A Twitter conversation sometime in the last few weeks with Rob Hart (whose soon-to-be-released The Warehouse–actually being released on my birthday) got me thinking about gay representation in crime fiction over the years, and reading I the Jury (surprise! Mickey Spillane’s first novel is rife with homophobia) made me remember that the only James Ellroy book I’ve ever read also had homophobia in it. I’d always wanted to read Ellroy, just had never gotten around to it, and I’d decided to dip in with a lesser known work. There was a gay character in it–minor–and the way he was talked about, the way he was treated, and the language that was used, was horrific. Despite owning a copy of L.A. Confidential, I’ve never read it…nor read any other Ellroy.
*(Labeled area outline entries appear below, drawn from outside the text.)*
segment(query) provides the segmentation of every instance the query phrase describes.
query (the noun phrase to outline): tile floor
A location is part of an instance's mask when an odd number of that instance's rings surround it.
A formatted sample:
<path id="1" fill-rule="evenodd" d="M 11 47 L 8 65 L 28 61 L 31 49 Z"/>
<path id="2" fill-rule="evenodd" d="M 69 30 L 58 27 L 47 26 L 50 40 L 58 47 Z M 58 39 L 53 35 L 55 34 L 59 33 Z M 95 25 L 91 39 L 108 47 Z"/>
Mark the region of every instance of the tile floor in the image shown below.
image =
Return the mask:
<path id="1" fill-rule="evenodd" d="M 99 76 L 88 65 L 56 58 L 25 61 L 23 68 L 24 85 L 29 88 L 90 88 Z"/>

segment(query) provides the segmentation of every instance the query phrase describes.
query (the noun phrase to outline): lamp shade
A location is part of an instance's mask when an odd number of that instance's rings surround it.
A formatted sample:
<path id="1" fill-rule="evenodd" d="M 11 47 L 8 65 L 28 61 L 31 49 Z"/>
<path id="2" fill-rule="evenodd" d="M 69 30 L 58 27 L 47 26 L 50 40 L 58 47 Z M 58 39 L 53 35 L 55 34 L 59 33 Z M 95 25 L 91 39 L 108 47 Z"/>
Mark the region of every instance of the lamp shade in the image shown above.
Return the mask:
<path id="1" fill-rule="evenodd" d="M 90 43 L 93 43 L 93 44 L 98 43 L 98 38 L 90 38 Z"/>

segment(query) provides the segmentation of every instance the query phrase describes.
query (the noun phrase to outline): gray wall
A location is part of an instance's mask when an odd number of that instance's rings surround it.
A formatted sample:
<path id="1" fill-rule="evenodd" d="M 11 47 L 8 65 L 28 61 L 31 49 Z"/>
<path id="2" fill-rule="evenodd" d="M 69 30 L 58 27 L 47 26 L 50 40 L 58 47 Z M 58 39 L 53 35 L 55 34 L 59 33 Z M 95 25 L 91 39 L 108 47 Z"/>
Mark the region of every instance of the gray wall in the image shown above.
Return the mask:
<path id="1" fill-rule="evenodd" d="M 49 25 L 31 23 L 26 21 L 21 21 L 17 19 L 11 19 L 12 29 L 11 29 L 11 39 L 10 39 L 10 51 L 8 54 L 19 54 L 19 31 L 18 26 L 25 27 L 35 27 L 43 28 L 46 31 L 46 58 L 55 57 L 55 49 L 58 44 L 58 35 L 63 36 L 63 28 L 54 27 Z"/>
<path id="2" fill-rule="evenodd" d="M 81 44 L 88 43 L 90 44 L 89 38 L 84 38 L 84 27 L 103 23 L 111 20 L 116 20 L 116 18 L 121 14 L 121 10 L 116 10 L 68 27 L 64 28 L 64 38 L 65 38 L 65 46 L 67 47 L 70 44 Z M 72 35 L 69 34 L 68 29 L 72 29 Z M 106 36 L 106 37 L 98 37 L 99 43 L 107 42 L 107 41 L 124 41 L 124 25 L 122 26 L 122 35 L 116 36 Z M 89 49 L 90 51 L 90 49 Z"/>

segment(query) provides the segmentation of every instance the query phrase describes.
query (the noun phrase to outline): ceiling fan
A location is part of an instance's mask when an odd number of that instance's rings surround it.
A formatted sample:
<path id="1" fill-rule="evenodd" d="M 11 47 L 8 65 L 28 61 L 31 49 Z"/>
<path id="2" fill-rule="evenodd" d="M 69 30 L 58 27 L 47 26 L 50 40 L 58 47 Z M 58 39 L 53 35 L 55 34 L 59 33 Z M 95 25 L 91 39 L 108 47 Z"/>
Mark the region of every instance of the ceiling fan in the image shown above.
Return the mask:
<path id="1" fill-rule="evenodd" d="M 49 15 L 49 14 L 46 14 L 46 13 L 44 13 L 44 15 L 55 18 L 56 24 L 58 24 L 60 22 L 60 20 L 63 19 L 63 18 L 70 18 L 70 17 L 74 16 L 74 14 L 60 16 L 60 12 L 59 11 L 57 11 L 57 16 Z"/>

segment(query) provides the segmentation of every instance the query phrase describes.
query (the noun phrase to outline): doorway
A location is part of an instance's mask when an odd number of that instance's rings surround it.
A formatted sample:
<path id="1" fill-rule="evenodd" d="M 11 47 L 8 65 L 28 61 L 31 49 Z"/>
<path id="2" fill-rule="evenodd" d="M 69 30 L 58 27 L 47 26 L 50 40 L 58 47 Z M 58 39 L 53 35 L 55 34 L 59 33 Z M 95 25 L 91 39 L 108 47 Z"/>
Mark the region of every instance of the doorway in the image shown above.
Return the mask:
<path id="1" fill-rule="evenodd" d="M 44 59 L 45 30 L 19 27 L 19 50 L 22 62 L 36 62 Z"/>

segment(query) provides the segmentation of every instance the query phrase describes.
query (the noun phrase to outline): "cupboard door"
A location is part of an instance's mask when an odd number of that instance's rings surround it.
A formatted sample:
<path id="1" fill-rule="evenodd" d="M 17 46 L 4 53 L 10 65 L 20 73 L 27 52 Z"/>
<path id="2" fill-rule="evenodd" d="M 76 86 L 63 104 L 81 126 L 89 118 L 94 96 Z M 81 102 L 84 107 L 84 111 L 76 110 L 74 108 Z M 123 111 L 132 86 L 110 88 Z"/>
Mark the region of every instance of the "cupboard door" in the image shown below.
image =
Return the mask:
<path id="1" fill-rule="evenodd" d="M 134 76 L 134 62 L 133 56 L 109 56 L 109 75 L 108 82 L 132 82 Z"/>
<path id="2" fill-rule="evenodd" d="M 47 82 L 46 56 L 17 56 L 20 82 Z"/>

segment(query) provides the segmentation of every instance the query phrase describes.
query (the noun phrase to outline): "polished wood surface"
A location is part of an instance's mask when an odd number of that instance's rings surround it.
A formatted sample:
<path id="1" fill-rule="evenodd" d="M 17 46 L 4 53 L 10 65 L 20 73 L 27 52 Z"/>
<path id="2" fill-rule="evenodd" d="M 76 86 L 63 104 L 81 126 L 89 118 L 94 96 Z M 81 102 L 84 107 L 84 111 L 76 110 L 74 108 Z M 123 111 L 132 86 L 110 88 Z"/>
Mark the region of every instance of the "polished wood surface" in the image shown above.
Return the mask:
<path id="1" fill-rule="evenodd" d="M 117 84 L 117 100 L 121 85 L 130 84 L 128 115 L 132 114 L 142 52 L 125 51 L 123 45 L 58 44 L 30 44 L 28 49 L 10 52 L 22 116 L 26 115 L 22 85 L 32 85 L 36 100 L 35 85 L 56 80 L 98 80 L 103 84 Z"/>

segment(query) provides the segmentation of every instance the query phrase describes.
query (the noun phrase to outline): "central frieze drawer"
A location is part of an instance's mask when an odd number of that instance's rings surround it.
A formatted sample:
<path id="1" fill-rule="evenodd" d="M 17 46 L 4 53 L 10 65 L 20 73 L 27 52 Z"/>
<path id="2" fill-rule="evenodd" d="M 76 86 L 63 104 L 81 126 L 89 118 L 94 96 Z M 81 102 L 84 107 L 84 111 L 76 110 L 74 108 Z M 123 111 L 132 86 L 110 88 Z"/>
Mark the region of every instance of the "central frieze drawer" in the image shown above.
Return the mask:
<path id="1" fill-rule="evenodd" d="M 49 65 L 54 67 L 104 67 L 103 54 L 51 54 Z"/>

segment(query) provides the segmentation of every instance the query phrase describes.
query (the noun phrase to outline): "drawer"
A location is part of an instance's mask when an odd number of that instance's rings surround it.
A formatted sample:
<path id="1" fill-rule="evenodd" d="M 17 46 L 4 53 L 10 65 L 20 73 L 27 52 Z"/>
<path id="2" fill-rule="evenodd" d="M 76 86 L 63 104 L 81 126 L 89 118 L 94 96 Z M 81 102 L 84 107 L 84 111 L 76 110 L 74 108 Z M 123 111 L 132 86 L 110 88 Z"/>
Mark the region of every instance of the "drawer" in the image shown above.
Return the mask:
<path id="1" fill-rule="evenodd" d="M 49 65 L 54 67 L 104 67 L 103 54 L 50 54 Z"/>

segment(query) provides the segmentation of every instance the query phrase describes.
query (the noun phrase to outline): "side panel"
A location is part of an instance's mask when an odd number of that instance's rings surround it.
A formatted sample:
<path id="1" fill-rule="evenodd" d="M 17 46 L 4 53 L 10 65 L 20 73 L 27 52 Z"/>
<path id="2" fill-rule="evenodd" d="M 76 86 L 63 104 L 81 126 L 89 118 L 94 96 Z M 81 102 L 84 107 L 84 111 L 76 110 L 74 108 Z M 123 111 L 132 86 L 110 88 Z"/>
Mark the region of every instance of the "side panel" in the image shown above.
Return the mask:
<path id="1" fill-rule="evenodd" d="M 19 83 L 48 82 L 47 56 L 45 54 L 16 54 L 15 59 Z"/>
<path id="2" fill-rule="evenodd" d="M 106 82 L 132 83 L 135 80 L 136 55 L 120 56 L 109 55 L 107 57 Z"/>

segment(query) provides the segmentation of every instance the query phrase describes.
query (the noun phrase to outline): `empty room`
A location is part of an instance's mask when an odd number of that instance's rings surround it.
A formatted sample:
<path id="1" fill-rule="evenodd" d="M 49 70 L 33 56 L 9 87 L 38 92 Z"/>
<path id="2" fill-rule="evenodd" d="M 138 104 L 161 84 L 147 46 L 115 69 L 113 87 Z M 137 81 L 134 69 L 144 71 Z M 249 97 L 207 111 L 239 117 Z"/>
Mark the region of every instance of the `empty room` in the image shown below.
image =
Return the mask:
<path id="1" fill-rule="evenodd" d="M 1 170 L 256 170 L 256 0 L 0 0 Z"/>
I’ve always intended to go back and read some Ellroy; I met him when he was named a Grand Master by the Mystery Writers of America and we had a weird bonding experience over the Ken Holt mystery series for boys that we both read as kids. But I could never remember the name of the book of his I’d read. I knew it had a one-word title, which narrowed it down somewhat, and I’d even gotten a copy of Perfidia only to realize it wasn’t the book. For some reason I went digging around on Amazon and realized the book in question was Clandestine, and now I want to read it again.
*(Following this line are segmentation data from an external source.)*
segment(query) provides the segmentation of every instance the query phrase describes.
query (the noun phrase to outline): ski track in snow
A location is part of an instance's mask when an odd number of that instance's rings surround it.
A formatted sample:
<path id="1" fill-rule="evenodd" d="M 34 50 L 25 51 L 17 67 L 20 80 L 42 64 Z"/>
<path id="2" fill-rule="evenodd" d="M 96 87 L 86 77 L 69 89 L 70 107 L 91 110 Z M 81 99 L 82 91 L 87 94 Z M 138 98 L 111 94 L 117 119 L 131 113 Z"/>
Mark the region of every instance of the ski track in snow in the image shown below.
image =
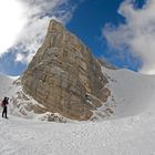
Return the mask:
<path id="1" fill-rule="evenodd" d="M 105 73 L 116 102 L 113 120 L 59 124 L 0 117 L 0 155 L 155 155 L 155 76 Z M 12 95 L 11 83 L 0 75 L 1 96 Z"/>
<path id="2" fill-rule="evenodd" d="M 79 124 L 0 118 L 0 154 L 154 155 L 155 118 L 145 117 Z"/>

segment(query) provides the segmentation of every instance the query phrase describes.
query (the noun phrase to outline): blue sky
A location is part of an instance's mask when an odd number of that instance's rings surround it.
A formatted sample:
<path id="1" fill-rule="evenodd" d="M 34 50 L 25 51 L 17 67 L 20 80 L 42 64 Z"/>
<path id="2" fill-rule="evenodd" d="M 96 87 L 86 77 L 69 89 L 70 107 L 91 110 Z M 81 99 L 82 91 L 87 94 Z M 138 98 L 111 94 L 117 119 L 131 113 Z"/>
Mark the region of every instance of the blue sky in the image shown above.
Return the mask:
<path id="1" fill-rule="evenodd" d="M 145 54 L 147 49 L 144 53 L 141 53 L 141 50 L 137 50 L 141 48 L 135 45 L 137 40 L 140 41 L 145 37 L 140 34 L 135 35 L 140 28 L 143 28 L 144 22 L 140 21 L 138 24 L 134 24 L 136 23 L 136 18 L 140 19 L 143 14 L 147 14 L 151 10 L 151 4 L 146 3 L 151 1 L 152 6 L 154 6 L 153 0 L 63 0 L 61 4 L 59 4 L 60 0 L 54 1 L 55 2 L 50 3 L 45 0 L 44 6 L 43 2 L 22 2 L 30 11 L 32 10 L 28 17 L 30 19 L 27 19 L 29 23 L 35 20 L 32 18 L 34 14 L 39 14 L 33 11 L 33 7 L 35 6 L 39 6 L 40 14 L 46 16 L 46 18 L 44 18 L 43 22 L 37 21 L 33 25 L 28 24 L 30 29 L 21 29 L 21 37 L 18 37 L 20 41 L 9 46 L 9 50 L 1 54 L 0 72 L 18 75 L 27 69 L 28 62 L 31 60 L 29 58 L 34 55 L 39 43 L 41 43 L 41 41 L 34 41 L 39 40 L 35 39 L 35 37 L 43 37 L 42 32 L 45 31 L 45 22 L 53 17 L 61 20 L 71 32 L 75 33 L 91 49 L 96 58 L 106 59 L 118 68 L 127 68 L 133 71 L 140 71 L 143 64 L 147 62 L 146 66 L 144 65 L 144 73 L 147 72 L 151 66 L 154 68 L 154 63 L 151 62 L 153 60 Z M 49 7 L 50 4 L 51 7 Z M 146 8 L 144 6 L 146 6 Z M 40 19 L 40 17 L 38 18 Z M 152 18 L 153 17 L 151 17 L 151 20 Z M 25 21 L 25 23 L 28 21 Z M 148 21 L 148 25 L 149 22 L 151 21 Z M 133 30 L 132 24 L 137 31 Z M 154 28 L 154 24 L 152 24 L 152 27 Z M 24 25 L 21 28 L 24 28 Z M 28 33 L 25 33 L 24 30 L 33 34 L 34 28 L 40 29 L 38 33 L 34 33 L 34 37 L 30 37 L 32 39 L 29 40 L 29 37 L 27 37 Z M 145 28 L 143 32 L 145 32 Z M 143 49 L 145 49 L 145 46 Z"/>

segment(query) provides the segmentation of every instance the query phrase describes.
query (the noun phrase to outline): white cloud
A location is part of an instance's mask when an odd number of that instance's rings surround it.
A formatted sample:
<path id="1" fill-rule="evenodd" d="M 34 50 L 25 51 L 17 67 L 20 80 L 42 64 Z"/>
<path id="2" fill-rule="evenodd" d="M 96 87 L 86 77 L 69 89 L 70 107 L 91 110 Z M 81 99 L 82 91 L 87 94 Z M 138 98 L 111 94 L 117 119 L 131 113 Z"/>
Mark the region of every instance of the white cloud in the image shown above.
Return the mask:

Honestly. But the Spillane essay I’ve been making notes on would kind of fit into the over-all concept of a larger examination of gay representation, homophobia, and homophobic content in crime fiction; as well as questions of masculinity and toughness in America and American fiction.

It was also be interesting to do an essay comparing/contrasting Megan Abbott’s historical noir fiction with Ellroy’s.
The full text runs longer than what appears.